Forensic Psychologist Doctoral Degree Careers
With a doctoral degree and the training hours required for state licensure, graduates from psychology doctoral programs are eligible for licensing. This opens up many more career possibilities involving clinical psychology examination and treatment and careers in academia and research. It is important to note that students may pursue either a doctor of psychology (PsyD) or a doctor of philosophy (PhD) degree. Both allow graduates to become licensed psychologists with PsyD programs focused on clinical treatment while PhD programs focus on research and teaching.
Become a Forensic Psychologist
Many students who pursue a graduate degree in forensic psychology do so with the ultimate goal of becoming a forensic psychologist. While forensic psychologists can fill several roles, they often work as consultants for law enforcement agencies. For example, those that work with the FBI may profile criminals, while for other agencies, they may evaluate offenders or even work with the officers themselves.
Forensic psychologists can also work directly in a jail setting, counseling offenders for release or as a way to help them cope with the stress of incarceration, as well as treating any underlying mental health issues. As previously stated, PayScale.com (2021) shows the average annual base salary for forensic psychologists is $71,945, not including bonuses.
Become an Expert Witness
Forensic psychologists are often called on as expert witnesses in criminal trials, and indeed some make this process an entire career. An expert witness in this context can answer speculative questions about the accused’s state of mind, can refer to professional psychological literature and studies, and may be able to give juries a better picture of how psychology plays a role in a particular crime. Expert witness salaries vary widely depending on job responsibilities, level of education, and years of experience.

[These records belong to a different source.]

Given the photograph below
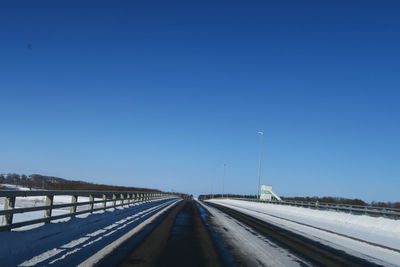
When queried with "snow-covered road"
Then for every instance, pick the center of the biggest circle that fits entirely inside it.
(320, 225)
(79, 240)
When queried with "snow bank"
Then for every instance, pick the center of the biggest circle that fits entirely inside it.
(319, 225)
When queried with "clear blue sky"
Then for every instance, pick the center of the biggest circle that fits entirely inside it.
(161, 94)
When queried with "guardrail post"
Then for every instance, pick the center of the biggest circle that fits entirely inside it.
(74, 200)
(9, 204)
(91, 205)
(49, 203)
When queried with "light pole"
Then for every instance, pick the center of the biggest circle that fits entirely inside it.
(259, 164)
(223, 180)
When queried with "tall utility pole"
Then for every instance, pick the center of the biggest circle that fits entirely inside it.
(259, 164)
(223, 180)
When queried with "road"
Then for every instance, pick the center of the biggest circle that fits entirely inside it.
(169, 232)
(199, 234)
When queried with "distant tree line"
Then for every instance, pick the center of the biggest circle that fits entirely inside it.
(37, 181)
(334, 200)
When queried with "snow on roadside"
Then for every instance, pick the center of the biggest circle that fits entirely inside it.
(70, 243)
(382, 231)
(258, 251)
(36, 201)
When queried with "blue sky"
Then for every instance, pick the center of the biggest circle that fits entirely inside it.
(161, 94)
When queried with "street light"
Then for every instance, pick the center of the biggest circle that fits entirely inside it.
(223, 180)
(259, 165)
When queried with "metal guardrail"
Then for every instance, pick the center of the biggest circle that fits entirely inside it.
(124, 198)
(353, 209)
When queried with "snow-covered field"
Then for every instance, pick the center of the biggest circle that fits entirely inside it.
(78, 241)
(322, 226)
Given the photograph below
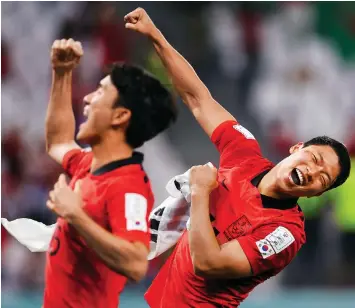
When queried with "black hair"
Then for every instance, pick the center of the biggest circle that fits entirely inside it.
(152, 106)
(342, 153)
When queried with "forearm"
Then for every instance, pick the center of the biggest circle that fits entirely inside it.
(60, 121)
(118, 254)
(204, 247)
(185, 80)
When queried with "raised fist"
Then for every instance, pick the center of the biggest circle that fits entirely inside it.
(139, 21)
(65, 55)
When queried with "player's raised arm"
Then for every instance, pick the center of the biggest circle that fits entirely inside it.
(60, 121)
(191, 89)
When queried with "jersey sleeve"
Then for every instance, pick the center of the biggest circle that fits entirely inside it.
(234, 143)
(128, 213)
(72, 159)
(270, 248)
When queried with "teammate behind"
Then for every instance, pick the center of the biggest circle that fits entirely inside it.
(246, 225)
(102, 235)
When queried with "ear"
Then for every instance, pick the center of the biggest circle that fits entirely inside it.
(120, 115)
(296, 147)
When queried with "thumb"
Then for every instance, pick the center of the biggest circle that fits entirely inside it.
(77, 187)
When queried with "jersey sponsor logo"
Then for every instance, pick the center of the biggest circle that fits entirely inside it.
(247, 134)
(136, 212)
(237, 228)
(277, 241)
(265, 248)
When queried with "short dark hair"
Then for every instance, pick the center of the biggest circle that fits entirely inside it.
(152, 105)
(342, 153)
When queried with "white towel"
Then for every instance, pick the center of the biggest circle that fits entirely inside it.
(167, 222)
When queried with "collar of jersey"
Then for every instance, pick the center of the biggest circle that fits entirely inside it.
(135, 159)
(269, 202)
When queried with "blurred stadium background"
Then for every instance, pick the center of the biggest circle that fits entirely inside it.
(286, 70)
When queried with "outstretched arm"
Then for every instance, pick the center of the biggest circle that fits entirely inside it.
(60, 121)
(191, 89)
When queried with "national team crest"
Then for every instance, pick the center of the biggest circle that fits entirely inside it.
(237, 228)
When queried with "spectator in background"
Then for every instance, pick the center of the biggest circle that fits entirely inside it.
(344, 211)
(111, 33)
(302, 86)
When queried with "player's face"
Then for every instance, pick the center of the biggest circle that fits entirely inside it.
(100, 116)
(308, 171)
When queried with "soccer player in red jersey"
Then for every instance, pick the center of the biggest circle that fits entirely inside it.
(102, 235)
(246, 225)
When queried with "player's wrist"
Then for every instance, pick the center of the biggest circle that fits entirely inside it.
(61, 73)
(157, 37)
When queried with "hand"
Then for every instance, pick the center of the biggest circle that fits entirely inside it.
(63, 200)
(203, 178)
(139, 21)
(65, 55)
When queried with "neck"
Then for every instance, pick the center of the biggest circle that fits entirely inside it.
(268, 187)
(107, 151)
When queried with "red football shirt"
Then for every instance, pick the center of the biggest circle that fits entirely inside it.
(270, 231)
(119, 198)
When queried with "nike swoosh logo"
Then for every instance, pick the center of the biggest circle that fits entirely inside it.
(224, 184)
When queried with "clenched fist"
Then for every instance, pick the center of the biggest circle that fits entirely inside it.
(65, 55)
(139, 21)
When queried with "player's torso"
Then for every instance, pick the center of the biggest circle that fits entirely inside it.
(72, 266)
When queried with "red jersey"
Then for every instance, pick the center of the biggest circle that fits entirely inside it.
(119, 198)
(270, 231)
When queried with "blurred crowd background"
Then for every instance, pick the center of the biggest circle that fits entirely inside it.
(286, 70)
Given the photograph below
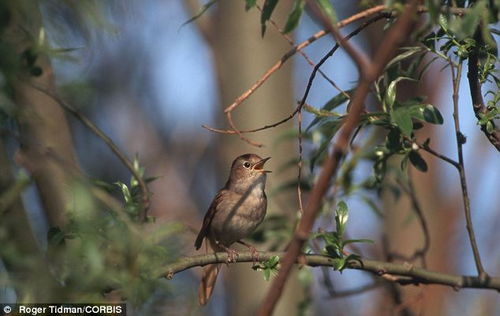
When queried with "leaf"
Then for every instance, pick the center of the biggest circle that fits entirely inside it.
(327, 8)
(339, 264)
(250, 4)
(402, 118)
(351, 241)
(432, 115)
(341, 216)
(409, 51)
(294, 17)
(417, 161)
(125, 191)
(443, 22)
(333, 103)
(466, 26)
(390, 93)
(200, 12)
(55, 236)
(267, 11)
(393, 141)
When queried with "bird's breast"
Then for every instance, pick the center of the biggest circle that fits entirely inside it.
(238, 215)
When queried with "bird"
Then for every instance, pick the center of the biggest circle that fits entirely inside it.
(235, 212)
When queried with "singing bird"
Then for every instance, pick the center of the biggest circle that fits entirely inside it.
(235, 212)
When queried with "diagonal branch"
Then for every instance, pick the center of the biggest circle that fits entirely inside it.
(369, 71)
(403, 274)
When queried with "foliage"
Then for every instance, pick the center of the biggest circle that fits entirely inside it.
(104, 246)
(334, 241)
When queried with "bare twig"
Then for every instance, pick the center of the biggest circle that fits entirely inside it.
(475, 92)
(308, 60)
(108, 141)
(308, 87)
(369, 71)
(438, 155)
(400, 273)
(461, 169)
(420, 252)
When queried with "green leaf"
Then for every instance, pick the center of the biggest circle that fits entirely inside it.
(339, 264)
(417, 161)
(432, 115)
(55, 236)
(294, 17)
(327, 8)
(402, 118)
(250, 4)
(409, 51)
(443, 22)
(341, 216)
(267, 11)
(333, 103)
(466, 26)
(351, 241)
(200, 12)
(390, 93)
(125, 191)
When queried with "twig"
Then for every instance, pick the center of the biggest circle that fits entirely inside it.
(368, 73)
(399, 273)
(420, 252)
(11, 194)
(475, 92)
(108, 141)
(461, 169)
(438, 155)
(309, 61)
(308, 87)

Become a Psychology Professor or Instructor
For those that graduate with an advanced degree in forensic psychology, academia is another option. This career is more suited to those that earn a PhD rather than a PsyD. Professors may teach undergraduate or graduate-level courses while also maintaining a research practice, depending on the university. Teaching can be a great way to spread a passion for forensic psychology and influence the next generation of practitioners.

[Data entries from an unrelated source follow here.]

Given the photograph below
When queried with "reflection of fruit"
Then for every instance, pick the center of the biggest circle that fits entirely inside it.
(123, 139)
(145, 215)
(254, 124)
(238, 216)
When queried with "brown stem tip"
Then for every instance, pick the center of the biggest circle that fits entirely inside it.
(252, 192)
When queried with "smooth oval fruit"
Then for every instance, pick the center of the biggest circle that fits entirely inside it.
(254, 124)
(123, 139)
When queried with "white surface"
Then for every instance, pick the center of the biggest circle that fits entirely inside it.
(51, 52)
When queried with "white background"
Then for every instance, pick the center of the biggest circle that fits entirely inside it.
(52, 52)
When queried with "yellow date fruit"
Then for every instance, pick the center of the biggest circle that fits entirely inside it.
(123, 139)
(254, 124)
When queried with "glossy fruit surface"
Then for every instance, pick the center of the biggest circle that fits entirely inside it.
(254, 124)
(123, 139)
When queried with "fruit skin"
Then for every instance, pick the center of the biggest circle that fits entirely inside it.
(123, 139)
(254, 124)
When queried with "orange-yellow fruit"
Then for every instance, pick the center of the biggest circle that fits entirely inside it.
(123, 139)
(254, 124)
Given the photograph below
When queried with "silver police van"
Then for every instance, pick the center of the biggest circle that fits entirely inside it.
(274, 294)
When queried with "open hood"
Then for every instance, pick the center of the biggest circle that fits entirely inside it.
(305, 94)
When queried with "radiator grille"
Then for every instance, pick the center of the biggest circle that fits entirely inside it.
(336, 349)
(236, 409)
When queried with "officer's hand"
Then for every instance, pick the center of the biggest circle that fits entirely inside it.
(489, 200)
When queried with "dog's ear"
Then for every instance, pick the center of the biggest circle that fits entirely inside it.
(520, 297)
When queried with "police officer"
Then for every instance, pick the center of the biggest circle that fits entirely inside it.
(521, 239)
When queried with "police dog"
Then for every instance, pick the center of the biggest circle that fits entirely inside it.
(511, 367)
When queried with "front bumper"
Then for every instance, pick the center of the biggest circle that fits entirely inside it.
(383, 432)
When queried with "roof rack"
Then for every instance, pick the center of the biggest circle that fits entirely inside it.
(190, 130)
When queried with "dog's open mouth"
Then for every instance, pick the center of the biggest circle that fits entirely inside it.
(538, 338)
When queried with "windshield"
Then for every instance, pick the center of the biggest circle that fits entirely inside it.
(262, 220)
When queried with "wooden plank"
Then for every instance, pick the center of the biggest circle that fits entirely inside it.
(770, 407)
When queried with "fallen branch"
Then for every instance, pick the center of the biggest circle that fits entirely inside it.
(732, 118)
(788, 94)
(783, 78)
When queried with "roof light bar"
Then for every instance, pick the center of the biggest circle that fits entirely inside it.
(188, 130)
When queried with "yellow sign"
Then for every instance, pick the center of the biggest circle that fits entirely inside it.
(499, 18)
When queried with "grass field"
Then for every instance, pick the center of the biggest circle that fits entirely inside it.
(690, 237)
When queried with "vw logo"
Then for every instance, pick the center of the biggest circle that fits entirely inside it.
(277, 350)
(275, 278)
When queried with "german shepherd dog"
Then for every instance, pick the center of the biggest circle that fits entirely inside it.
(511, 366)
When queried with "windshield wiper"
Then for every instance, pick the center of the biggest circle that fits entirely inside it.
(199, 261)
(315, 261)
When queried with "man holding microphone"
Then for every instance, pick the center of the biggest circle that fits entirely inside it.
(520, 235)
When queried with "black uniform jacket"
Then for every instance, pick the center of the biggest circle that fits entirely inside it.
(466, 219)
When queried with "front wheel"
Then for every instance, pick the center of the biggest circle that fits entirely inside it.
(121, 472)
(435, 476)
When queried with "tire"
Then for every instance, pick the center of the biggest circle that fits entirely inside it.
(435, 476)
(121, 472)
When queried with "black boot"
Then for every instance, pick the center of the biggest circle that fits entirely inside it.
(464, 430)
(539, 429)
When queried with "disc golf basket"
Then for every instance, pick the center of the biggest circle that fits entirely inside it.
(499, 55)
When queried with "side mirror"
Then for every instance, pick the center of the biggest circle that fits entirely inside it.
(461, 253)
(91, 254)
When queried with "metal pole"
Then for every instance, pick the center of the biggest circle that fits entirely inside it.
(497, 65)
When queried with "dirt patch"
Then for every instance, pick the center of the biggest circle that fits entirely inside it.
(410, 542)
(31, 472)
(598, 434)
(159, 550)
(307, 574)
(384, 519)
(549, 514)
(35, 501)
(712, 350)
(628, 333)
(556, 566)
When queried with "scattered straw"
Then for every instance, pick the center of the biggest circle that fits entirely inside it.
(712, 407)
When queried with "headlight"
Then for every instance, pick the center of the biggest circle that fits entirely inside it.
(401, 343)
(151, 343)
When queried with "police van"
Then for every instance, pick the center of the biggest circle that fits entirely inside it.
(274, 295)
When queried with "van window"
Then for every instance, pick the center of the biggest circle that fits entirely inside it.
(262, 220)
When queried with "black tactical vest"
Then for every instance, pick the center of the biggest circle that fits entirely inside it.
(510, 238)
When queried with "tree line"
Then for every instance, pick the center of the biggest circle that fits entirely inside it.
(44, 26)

According to the BLS (2021), postsecondary teachers earn a median annual salary of $80,560 per year.
Become a Psychology Researcher
Those with doctoral degrees who want to expand the world’s understanding of criminal minds may choose to focus their careers on research, conducting clinical studies, and writing papers for publication. This career can go hand-in-hand with a teaching career or can be a separate pursuit. Clinical research is best suited to those with a PhD in forensic psychology.
According to Glassdoor.com (2021), the national average salary for research psychologists is $96,374.